Federal Judge Calls Into Question Legitimacy Of Trump’s Presidency
During a speech Wednesday night in Cleveland, U.S. District Judge Dan Polster raised questions about the legitimacy of Donald Trump’s presidency.
While some political leaders, such as Rep. John Lewis (D-GA), have insisted that Trump is not a legitimate president because of his alleged ties to Russia, Justice Polster cites another reason to call out Trump.
According to several news outlets, the Judge told the audience that Trump’s recent attacks on the judges hearing challenges to his executive order on immigration were disheartening and argued that Trump’s questioning of Judge Robart’s legal opinion and motivation to protect and defend the constitution as he was sworn to do turns the question of Trump’s own legitimacy on its head.

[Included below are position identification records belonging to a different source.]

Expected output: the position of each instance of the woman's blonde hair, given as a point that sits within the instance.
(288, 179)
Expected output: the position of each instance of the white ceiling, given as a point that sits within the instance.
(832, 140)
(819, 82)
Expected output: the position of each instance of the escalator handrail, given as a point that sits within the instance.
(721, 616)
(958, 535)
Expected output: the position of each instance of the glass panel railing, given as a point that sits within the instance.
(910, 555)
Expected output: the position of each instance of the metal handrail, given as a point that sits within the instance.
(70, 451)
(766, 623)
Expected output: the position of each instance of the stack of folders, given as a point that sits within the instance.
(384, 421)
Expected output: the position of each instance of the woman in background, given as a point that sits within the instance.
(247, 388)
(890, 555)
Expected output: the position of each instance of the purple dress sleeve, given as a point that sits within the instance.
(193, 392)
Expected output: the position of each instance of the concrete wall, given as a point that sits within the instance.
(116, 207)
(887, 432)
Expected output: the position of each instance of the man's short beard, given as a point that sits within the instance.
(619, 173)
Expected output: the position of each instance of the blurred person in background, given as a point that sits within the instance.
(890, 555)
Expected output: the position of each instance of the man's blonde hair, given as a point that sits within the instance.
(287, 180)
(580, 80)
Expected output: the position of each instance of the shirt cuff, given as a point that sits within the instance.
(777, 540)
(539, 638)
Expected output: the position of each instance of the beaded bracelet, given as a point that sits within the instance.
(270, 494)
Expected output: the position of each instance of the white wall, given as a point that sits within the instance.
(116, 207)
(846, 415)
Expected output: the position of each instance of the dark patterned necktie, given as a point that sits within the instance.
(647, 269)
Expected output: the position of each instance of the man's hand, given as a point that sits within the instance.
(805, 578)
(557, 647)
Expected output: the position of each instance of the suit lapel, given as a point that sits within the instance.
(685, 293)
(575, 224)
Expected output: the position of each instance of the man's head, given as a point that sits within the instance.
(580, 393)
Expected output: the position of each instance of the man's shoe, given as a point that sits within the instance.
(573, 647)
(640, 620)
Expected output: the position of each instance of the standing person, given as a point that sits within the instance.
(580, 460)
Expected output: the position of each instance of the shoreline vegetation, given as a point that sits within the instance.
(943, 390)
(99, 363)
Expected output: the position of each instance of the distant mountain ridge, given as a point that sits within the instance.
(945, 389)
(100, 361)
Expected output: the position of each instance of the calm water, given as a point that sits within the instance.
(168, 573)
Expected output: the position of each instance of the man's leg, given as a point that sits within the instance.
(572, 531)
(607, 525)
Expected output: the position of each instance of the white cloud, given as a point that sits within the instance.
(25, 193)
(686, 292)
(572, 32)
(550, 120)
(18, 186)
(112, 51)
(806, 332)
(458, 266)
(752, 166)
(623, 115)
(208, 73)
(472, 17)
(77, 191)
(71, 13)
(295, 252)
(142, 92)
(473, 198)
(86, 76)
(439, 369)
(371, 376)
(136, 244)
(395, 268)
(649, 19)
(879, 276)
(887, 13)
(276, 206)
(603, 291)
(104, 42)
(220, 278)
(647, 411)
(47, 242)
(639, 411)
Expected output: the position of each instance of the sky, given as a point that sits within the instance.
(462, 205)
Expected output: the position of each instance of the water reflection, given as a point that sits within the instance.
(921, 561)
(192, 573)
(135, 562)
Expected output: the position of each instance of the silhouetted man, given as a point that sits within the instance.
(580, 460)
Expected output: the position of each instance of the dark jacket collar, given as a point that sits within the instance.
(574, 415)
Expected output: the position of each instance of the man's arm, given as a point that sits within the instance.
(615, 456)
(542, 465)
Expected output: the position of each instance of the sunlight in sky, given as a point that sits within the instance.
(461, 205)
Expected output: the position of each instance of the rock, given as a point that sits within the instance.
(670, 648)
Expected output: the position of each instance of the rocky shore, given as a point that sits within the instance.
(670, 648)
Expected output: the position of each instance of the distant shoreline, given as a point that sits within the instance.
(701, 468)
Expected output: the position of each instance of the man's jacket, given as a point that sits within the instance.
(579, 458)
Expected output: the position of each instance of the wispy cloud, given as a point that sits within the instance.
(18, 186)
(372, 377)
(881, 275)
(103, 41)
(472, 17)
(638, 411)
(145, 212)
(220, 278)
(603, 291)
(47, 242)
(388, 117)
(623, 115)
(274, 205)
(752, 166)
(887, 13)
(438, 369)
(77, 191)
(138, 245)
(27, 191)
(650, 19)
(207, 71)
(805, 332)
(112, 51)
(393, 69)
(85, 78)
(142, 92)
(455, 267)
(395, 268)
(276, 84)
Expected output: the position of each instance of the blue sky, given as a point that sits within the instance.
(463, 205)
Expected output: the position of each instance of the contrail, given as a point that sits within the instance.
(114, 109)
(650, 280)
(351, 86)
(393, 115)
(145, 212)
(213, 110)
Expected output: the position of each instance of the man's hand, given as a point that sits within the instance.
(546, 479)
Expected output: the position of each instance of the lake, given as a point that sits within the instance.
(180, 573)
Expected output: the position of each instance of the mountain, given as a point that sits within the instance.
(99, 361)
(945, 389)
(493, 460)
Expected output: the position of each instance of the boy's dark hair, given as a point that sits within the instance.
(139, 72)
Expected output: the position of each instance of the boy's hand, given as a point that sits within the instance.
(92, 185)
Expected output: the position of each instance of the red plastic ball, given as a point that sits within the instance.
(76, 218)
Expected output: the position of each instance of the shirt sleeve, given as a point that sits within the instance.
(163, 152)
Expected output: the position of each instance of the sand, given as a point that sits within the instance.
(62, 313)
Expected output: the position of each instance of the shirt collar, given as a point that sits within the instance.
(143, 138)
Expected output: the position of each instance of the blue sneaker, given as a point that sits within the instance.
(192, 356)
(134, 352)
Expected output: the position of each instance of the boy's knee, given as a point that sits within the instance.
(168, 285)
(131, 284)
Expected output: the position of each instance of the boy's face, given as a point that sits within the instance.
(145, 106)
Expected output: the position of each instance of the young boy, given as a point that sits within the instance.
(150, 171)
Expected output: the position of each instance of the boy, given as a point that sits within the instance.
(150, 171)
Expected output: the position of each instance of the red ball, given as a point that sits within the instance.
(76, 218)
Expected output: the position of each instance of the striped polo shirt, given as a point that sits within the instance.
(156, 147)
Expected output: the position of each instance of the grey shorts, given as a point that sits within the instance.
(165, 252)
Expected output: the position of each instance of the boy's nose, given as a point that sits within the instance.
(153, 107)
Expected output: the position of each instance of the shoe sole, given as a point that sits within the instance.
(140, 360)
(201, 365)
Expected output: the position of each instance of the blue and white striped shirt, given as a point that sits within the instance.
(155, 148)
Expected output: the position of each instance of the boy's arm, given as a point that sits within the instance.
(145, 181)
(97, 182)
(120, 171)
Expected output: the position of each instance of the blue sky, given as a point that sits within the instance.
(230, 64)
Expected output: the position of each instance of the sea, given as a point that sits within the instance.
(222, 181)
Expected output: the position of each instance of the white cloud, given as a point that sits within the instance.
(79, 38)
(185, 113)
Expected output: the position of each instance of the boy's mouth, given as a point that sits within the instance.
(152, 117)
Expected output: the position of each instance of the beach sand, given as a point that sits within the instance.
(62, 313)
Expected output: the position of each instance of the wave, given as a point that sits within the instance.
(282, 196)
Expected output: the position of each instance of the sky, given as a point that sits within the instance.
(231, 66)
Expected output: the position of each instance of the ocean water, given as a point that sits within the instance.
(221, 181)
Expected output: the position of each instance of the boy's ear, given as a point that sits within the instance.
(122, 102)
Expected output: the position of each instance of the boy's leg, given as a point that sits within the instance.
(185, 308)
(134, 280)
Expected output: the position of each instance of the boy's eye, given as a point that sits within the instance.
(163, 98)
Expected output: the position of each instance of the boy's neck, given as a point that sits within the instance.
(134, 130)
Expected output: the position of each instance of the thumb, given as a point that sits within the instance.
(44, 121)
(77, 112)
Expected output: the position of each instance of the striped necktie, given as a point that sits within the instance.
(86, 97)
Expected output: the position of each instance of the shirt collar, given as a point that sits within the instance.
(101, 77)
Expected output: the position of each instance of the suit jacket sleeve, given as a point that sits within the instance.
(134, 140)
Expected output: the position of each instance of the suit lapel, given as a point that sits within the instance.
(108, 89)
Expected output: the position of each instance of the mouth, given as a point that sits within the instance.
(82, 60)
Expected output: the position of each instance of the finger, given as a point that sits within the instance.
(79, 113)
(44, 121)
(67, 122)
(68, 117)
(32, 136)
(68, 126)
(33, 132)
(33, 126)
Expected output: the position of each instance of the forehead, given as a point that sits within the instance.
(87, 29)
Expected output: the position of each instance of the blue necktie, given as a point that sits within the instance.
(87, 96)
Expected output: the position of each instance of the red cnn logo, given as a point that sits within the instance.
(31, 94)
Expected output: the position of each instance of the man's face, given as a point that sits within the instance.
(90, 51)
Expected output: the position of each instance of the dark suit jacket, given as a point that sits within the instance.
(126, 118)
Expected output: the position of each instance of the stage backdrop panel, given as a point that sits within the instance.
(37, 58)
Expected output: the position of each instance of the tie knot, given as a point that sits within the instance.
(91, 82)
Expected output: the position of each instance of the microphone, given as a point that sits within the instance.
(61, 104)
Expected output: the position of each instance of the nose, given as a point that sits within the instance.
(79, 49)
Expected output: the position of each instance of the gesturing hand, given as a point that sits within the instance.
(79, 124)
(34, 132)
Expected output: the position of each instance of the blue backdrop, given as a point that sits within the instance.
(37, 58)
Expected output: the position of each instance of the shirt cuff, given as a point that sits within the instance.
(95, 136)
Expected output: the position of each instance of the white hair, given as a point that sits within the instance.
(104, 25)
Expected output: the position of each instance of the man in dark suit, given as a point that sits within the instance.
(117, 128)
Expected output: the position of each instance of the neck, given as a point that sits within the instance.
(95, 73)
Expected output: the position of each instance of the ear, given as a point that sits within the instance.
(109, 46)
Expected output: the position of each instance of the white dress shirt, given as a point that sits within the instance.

“I think to say it publicly, that’s his right. But it calls into question, and some might even say forfeits, his or her own legitimacy. So I’ll leave it at that. It’s an important question, but that’s how I feel…I don’t believe there’s a single federal judge who would be intimidated by anybody. We took an oath to support and defend the Constitution and it means a lot. And I think that oath means even more today,” he said.
The president’s tweet after a federal judge in Washington blocked the enforcement of his disastrous immigration ban was upsetting to many in the judiciary.
“If Trump cannot comprehend the need to ensure his actions are constitutional after he pledged to uphold the constitution during his inauguration, the oath of presidency loses its meaning and its validity. In that case, the entire presidency of Donald Trump loses its validity, or legitimacy, as well.”
Polster’s remarks hold even more weight when considered next to those of Trump’s own Supreme Court nominee, Neil Gorsuch, who called Trump’s attacks on Judge Robart “demoralizing.”
It bas become clear that Trump’s main goal since he tool office is to attack the only two institutions with an interest in and ability to check the president’s power: the media and the judiciary.